Darci thought awhile, not exactly mellowed by the food she had eaten and the wine she had drunk, but certainly not as tense as she had been earlier, either. Which was due, in part, she knew, to the fact that Luc had been decidedly unthreatening—deliberately so?—as they’d prepared dinner together.
‘Why did you become a film producer?’ she came back dryly.
Luc shook his head. ‘It isn’t the same. Medicine isn’t something you enter into on a whim. It takes dedication and a lot of hard work.’
Darci quirked one auburn brow. ‘And is that what you did? Became a film producer on a whim?’ she explained, at his questioning look.
She was turning this conversation back on him, Luc knew. In an effort not to talk about herself?

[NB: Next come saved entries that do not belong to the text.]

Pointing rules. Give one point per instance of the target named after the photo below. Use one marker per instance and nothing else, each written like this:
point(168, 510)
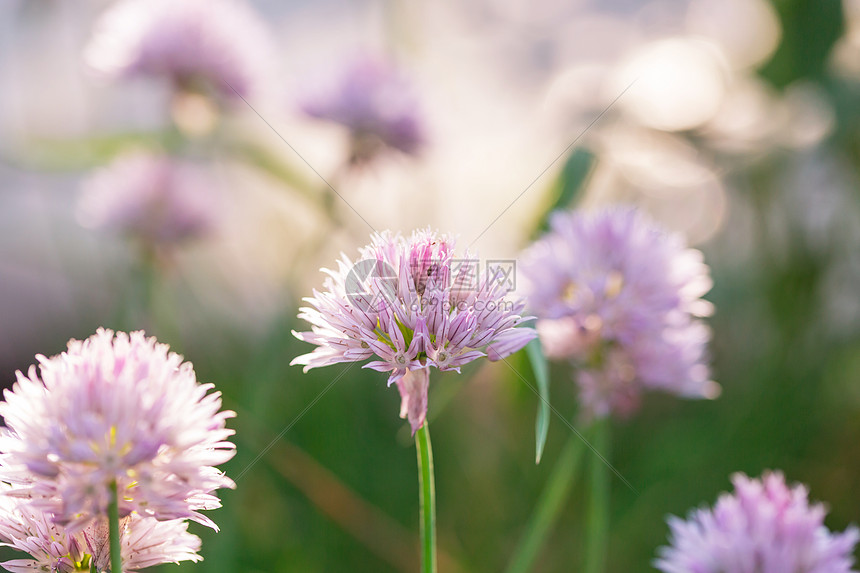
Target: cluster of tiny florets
point(410, 304)
point(763, 527)
point(620, 298)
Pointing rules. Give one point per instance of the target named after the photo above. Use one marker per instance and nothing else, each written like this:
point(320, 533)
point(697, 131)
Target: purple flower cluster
point(156, 199)
point(407, 304)
point(763, 527)
point(215, 46)
point(376, 103)
point(115, 410)
point(620, 298)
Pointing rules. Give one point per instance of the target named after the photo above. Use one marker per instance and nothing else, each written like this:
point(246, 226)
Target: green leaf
point(540, 367)
point(570, 183)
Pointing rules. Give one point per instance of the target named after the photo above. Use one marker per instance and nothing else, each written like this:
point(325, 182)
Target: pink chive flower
point(215, 46)
point(115, 409)
point(376, 104)
point(144, 541)
point(620, 298)
point(155, 199)
point(409, 305)
point(763, 527)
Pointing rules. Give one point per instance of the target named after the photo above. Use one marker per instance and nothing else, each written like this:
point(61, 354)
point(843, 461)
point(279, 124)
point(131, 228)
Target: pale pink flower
point(763, 527)
point(144, 541)
point(409, 305)
point(220, 46)
point(115, 409)
point(377, 104)
point(621, 298)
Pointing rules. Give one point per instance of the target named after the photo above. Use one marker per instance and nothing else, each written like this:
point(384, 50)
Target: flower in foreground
point(115, 410)
point(214, 46)
point(620, 298)
point(144, 541)
point(763, 527)
point(156, 199)
point(377, 104)
point(410, 304)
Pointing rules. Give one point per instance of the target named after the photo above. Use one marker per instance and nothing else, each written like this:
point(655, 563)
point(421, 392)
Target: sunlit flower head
point(620, 298)
point(213, 46)
point(115, 409)
point(153, 198)
point(411, 304)
point(144, 541)
point(763, 527)
point(378, 106)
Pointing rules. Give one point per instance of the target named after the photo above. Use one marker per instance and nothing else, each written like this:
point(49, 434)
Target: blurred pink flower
point(115, 409)
point(154, 198)
point(412, 305)
point(218, 45)
point(376, 103)
point(764, 527)
point(619, 297)
point(145, 541)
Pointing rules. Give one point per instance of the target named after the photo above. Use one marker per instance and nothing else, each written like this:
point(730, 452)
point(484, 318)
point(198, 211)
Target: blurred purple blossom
point(144, 541)
point(619, 297)
point(376, 103)
point(198, 45)
point(115, 409)
point(763, 527)
point(409, 304)
point(156, 199)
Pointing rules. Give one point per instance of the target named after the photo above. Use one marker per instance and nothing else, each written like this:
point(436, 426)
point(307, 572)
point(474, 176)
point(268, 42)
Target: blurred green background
point(333, 487)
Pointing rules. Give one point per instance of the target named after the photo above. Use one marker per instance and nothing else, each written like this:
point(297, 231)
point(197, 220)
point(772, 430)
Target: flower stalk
point(549, 506)
point(427, 497)
point(597, 516)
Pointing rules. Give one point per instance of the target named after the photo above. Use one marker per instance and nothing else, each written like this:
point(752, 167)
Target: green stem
point(597, 517)
point(113, 528)
point(549, 506)
point(427, 495)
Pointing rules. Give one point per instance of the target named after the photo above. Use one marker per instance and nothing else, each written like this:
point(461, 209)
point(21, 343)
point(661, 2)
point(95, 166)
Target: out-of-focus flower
point(412, 305)
point(619, 297)
point(115, 410)
point(144, 541)
point(214, 46)
point(764, 527)
point(153, 198)
point(378, 106)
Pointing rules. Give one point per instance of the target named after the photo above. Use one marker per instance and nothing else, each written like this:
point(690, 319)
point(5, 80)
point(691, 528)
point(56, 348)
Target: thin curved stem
point(597, 517)
point(113, 529)
point(549, 506)
point(427, 496)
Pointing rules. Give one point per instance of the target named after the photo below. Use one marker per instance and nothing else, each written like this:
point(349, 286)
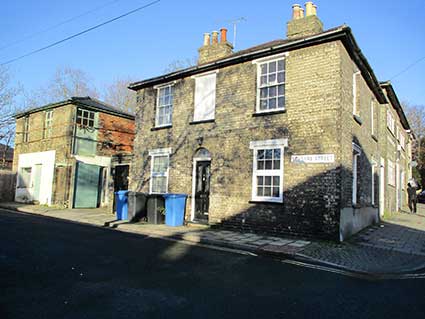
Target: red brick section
point(116, 134)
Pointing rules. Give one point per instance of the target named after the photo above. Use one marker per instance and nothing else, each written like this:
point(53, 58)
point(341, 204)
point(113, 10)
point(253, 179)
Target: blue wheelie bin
point(122, 205)
point(175, 205)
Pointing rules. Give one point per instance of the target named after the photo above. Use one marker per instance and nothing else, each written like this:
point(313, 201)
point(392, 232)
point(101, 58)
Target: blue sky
point(390, 34)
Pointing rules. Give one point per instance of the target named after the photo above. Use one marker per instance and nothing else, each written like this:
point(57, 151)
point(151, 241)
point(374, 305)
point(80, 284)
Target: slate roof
point(83, 101)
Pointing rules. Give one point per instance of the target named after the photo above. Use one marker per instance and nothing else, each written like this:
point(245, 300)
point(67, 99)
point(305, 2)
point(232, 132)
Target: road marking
point(327, 269)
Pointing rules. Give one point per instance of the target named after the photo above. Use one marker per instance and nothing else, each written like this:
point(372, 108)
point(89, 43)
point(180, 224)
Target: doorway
point(382, 188)
point(201, 186)
point(37, 182)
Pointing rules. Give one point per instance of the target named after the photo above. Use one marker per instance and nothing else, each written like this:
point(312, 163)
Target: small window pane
point(272, 67)
point(272, 78)
point(260, 165)
point(269, 154)
point(281, 77)
point(260, 180)
point(260, 154)
point(272, 103)
point(260, 191)
point(268, 181)
point(272, 91)
point(281, 65)
point(268, 165)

Probably, he acknowledged, recognising that, like him, Darci didn’t enjoy talking about her private life. And as a doctor, there to listen to a patient’s symptoms before making a diagnosis, she’d get away with keeping her privacy most of the time, too.
No matter. He would allow himself to be diverted for the moment, but when he was ready, they would return to the subject of Darci.
He gave a rueful smile. ‘My cousin Cesare owns the Gambrelli chain of hotels, a recording studio and an airline, as well as numerous other business endeavours. My brother, Wolf, is into property ownership and development worldwide, and, as Count Gambrelli, he also deals with the running of the family estates in Italy.’ He paused. ‘Younger brothers—the “spare”, I believe they are called in this country—have a tough time of it trying to find their niche in life.’
Darci gave him a considering look, instinctively knowing that no matter how Luc might choose to make light of it, younger brother or not, he would be good at whatever he chose to do.
Including as a lover…?
Especially as a lover, she accepted, with a hardening of her resolve not to fall under this man’s spell.
Something she was in danger of doing now, as the evening progressed—all the time aware of Luc’s raw energy beneath that easygoing façade, of the sensual lure of his body, of the muscles that rippled beneath that black T-shirt when he moved. Even the aftershave he wore had invaded her senses….
Possibly, she allowed grudgingly.
Definitely, she admitted self-disgustedly.
She was more aware of Luc Gambrelli—sexually, as well as otherwise—than she had ever been of a man in her life before!
‘Well, you certainly found your niche,’ she said. ‘Both in and out of the film studio,’ she added cheekily, and then stood up abruptly and began to clear the table.
Luc watched her, aware that she was trying to antagonise him once again. That something—some thought, perhaps?—had put Darci back on the defensive.